In hospitality, fitness, and personal services, reinforce client screening for visible rashes, avoid skin-to-skin services where lesions are present, and enhance laundry and surface disinfection. Housekeeping and laundry staff should be trained to handle potentially contaminated linens with minimal agitation and appropriate PPE.
The Bottom Line
Acting quickly, proportionately, and privately when a case arises can help prevent the spread of mpox. Healthcare guidance from the CDC recommends isolating the infected employee from the workplace until full recovery, cleaning and disinfecting affected areas with EPA-registered products, and notifying potentially exposed employees without naming the individual.
Additional measures may include the following:
- Fulfilling OSHA duties through a documented hazard assessment, feasible controls, task-appropriate PPE, and worker training. In higher-risk roles or sectors, consider aligning with the CDC’s mpox infection control measures and any state-specific rules.

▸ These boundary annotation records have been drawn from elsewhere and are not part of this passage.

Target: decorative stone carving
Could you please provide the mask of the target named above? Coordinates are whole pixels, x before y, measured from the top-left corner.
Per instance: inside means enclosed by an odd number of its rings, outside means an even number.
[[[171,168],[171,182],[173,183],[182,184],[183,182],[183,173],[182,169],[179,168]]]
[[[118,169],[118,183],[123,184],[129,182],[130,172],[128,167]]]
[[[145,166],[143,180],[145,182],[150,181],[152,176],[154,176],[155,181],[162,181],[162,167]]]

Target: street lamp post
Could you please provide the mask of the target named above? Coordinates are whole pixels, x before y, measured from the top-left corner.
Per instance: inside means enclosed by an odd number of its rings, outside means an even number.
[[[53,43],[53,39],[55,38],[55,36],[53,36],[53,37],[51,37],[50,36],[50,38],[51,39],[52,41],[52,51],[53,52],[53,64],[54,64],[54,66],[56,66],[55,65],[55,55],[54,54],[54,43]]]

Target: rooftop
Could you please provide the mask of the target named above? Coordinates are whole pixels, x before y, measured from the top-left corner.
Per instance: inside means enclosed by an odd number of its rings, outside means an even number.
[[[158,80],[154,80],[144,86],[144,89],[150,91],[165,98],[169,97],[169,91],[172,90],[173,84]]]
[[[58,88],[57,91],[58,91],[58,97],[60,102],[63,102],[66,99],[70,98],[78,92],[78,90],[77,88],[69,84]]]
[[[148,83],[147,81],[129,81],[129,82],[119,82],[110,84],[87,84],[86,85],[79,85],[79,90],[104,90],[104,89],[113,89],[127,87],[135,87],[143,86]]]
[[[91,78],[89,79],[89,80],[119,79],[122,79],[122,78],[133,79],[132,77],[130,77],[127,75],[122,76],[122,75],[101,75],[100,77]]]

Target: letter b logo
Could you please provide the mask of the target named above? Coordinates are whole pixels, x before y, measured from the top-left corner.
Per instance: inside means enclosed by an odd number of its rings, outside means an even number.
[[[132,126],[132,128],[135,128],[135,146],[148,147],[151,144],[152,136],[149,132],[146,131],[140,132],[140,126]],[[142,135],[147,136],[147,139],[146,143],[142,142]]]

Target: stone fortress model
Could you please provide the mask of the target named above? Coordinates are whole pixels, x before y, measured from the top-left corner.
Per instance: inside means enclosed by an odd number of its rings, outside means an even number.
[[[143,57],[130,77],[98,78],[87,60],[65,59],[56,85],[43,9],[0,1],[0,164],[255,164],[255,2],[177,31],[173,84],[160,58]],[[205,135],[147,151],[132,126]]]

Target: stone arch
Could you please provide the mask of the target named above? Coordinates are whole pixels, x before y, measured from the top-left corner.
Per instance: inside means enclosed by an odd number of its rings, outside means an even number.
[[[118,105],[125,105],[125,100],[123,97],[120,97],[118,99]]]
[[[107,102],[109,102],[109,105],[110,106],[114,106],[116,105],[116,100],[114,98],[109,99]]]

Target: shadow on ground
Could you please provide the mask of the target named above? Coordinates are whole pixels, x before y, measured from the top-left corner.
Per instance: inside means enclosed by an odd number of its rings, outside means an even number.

- Communicating clearly and without stigma. Provide employees with accurate information on symptoms, monitoring, vaccination after exposure, leave options, and whom to contact with questions.
- Keeping medical information confidential and ensuring that any return-to-work decisions are guided by CDC criteria and, where appropriate, healthcare provider clearance.
As with all information pertaining to infectious disease responses, federal, state, and local guidance can evolve as situations develop. Aligning the employer’s program to the CDC’s infection control principles and OSHA’s core safety framework will keep the workplace on solid ground.
Ogletree Deakins’ Workplace Safety and Health Practice Group will continue to monitor developments and provide updates on the Workplace Safety and Health blog as additional information becomes available.